Macroeconomics is complicated and political economy is devilish, so it is easy to get lost in the details.  From time to time, it’s good to come up for air—to remember what the fundamental issue is.  In a way, the debate over structural versus cyclical factors invites us to do just that.

Suppose the current recession/depression is mainly structural.  Suppose it is due to an immense misallocation of capital and labor, a failure to foresee what our economy would really demand in the years ahead.  According to this story, we have trained too many masons and anthropologists and invested in too many building cranes and liberal arts colleges, and it will take years to shift our human and produced resources to more valuable pursuits.  (Actually, I think there continues to be an enormous misallocation of investment, but this will become apparent only when the threat of global warming is taken seriously.)  If the structuralist story is right, the ongoing slump is necessary and unavoidable and will end only when we have fashioned the resources for producing the right stuff.

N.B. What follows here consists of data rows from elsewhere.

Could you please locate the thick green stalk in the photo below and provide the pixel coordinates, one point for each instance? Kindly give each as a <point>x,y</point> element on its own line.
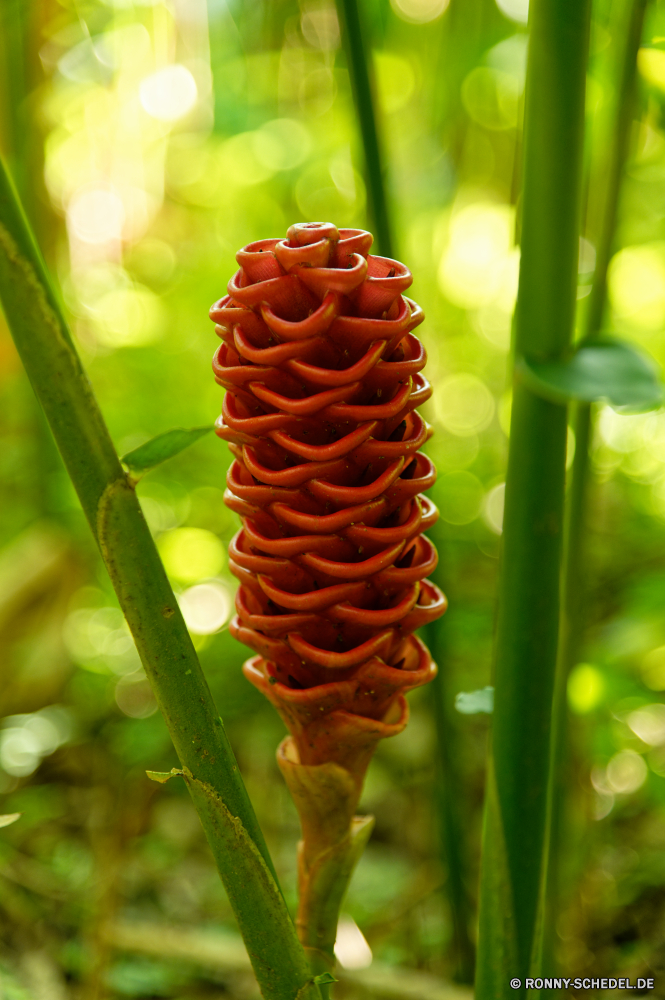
<point>357,55</point>
<point>515,841</point>
<point>149,605</point>
<point>619,134</point>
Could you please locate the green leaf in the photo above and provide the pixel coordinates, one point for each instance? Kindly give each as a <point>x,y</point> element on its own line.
<point>475,702</point>
<point>601,370</point>
<point>164,446</point>
<point>163,776</point>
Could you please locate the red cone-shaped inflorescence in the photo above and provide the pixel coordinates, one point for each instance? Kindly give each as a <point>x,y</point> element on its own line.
<point>323,378</point>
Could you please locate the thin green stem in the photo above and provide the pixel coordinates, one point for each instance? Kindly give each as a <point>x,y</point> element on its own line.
<point>147,600</point>
<point>358,58</point>
<point>516,828</point>
<point>614,161</point>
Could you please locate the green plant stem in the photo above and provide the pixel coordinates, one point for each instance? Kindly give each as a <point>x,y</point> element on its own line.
<point>451,838</point>
<point>112,509</point>
<point>619,134</point>
<point>513,870</point>
<point>358,60</point>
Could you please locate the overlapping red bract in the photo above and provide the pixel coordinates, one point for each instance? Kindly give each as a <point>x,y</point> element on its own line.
<point>323,379</point>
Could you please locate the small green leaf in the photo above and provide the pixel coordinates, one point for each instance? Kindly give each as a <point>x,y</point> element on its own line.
<point>163,776</point>
<point>475,702</point>
<point>164,446</point>
<point>601,370</point>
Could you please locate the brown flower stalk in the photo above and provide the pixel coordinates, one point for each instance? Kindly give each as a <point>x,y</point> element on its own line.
<point>322,374</point>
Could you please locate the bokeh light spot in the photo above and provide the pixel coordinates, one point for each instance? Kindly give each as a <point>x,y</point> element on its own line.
<point>493,508</point>
<point>649,724</point>
<point>586,687</point>
<point>653,669</point>
<point>191,554</point>
<point>463,404</point>
<point>168,94</point>
<point>206,607</point>
<point>96,216</point>
<point>351,949</point>
<point>460,497</point>
<point>516,10</point>
<point>626,772</point>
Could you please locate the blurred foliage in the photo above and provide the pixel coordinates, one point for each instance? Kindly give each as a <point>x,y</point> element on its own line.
<point>150,141</point>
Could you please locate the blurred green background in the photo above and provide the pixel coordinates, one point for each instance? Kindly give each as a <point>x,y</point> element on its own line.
<point>150,141</point>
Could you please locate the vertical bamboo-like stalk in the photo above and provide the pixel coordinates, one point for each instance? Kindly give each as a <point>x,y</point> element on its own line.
<point>112,509</point>
<point>358,55</point>
<point>629,29</point>
<point>513,871</point>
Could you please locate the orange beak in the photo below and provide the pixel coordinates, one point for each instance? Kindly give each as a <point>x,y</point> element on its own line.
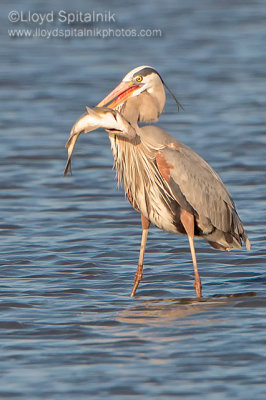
<point>119,95</point>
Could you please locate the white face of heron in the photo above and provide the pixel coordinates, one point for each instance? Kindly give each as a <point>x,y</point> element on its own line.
<point>144,76</point>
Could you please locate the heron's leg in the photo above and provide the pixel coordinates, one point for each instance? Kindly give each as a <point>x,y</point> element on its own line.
<point>187,220</point>
<point>138,276</point>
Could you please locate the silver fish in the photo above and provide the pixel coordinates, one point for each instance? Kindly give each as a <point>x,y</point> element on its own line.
<point>99,117</point>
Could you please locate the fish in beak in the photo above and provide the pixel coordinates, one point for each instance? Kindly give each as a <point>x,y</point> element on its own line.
<point>119,95</point>
<point>102,117</point>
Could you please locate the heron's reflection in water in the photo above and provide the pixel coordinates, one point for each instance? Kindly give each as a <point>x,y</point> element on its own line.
<point>160,312</point>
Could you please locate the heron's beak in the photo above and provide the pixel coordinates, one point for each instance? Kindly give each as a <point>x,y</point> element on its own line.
<point>119,95</point>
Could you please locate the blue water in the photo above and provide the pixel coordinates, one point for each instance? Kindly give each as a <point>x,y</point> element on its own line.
<point>69,246</point>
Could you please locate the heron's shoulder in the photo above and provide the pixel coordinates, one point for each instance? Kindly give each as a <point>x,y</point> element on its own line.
<point>155,134</point>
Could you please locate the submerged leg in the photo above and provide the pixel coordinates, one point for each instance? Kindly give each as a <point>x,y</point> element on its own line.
<point>187,220</point>
<point>138,276</point>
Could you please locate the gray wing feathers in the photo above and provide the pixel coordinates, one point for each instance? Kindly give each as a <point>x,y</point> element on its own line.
<point>201,186</point>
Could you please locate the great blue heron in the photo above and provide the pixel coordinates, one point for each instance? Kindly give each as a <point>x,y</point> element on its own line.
<point>167,182</point>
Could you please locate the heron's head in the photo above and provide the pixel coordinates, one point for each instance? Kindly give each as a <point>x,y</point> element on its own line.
<point>140,96</point>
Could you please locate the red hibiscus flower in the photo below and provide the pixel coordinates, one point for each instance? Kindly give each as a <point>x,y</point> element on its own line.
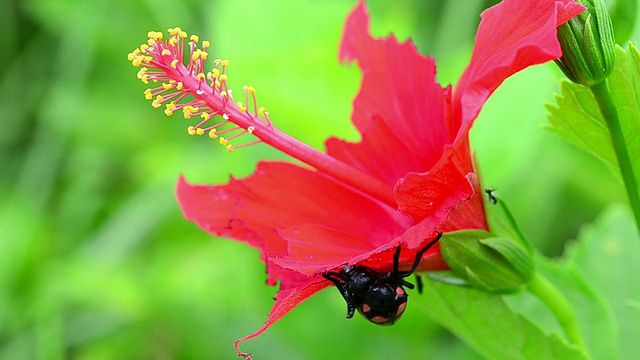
<point>410,176</point>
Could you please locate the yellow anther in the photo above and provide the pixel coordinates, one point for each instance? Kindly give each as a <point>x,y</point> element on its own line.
<point>157,102</point>
<point>169,108</point>
<point>134,54</point>
<point>137,61</point>
<point>155,35</point>
<point>142,75</point>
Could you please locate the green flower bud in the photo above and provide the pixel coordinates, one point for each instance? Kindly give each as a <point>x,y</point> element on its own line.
<point>588,46</point>
<point>492,264</point>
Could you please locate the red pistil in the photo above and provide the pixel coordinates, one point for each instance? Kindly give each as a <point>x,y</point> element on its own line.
<point>213,99</point>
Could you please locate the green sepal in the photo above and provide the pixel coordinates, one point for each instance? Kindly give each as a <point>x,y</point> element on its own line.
<point>501,222</point>
<point>588,45</point>
<point>488,263</point>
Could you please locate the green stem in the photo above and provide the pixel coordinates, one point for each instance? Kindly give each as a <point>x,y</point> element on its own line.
<point>562,310</point>
<point>610,114</point>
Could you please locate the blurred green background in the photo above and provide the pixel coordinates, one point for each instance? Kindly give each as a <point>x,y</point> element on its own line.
<point>96,260</point>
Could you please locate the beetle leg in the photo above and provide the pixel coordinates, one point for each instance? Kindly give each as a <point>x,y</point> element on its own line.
<point>337,281</point>
<point>417,260</point>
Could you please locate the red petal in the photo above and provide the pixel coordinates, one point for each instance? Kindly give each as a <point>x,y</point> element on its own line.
<point>286,300</point>
<point>400,110</point>
<point>423,195</point>
<point>513,35</point>
<point>280,196</point>
<point>309,253</point>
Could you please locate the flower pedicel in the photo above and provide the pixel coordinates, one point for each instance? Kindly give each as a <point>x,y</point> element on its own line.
<point>374,204</point>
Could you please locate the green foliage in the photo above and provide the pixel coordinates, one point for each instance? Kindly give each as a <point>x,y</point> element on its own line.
<point>597,276</point>
<point>606,256</point>
<point>96,260</point>
<point>486,323</point>
<point>489,263</point>
<point>576,115</point>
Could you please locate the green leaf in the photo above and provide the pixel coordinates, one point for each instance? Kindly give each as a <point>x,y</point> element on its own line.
<point>593,312</point>
<point>486,323</point>
<point>576,115</point>
<point>608,255</point>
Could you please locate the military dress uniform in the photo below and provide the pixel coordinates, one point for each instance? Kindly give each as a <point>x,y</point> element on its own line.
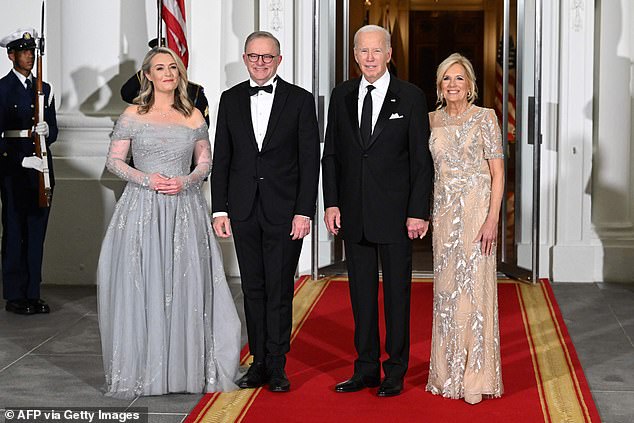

If the cyclical story is predominately true, however, we have neither the wrong people nor the wrong capital stock.  We have all the ingredients it takes to have a vibrant economy that can fully employ our populations and generate a standard of living that surpasses what we had in the past and that keeps growing further.  But think about it: if we have the wherewithal to resume prosperity, what holds us back?  And why should rational people accept any excuses for policies that delay it?

Repeat: we have everything we need, right now, to restart our economies.  All the unemployment, the hardship, the lost opportunities are unnecessary.  That’s the main point.

The secondary point is about the why.  There are ultimately two reasons why economies like ours get stuck in a cyclical rut.  The first is that there is a reinforcing cycle of insufficient demand and insufficient investment.  This is where standard countercyclical policy comes in: through fiscal deficits the government increases demand on its own initiative, and through monetary easing an impetus is added to investment.  We are near the limit of what easing can do (diminishing returns to the QE’s), but not anywhere near the limit of fiscal expansion.

The second reason arises in balance sheet recessions: too much private borrowing has taken place, debtors find it difficult to sustain debt service, and both debtors and creditors retrench.  In this case, which is ours, the essential problem is that fulfillment of claims on wealth—both credit claims and equity claims on debt-related assets—interferes with the conditions required for restarting growth.  In other words, the shadow of past wealth creation is depriving new wealth creation of sunlight.  While respecting wealth claims is desirable during normal times, since it supports long-term planning, there come episodes in which a choice must be made between the past and the future.  This is such a time.  Wealth claims need to be trimmed, quickly and sufficiently, in order to reduce leverage and permit economies to return to growth.  We shouldn’t forget the main point, which is that economic growth produces the stuff of which real wealth is made, while satisfying the claims inherited from yesterday only allocates this stuff.  (And in a slumping economy the claims can’t be honored anyway.)

If you accept the cyclical story, and the evidence certainly weighs in its favor, you should not accept another month, much less year after year, of excuses for austerity.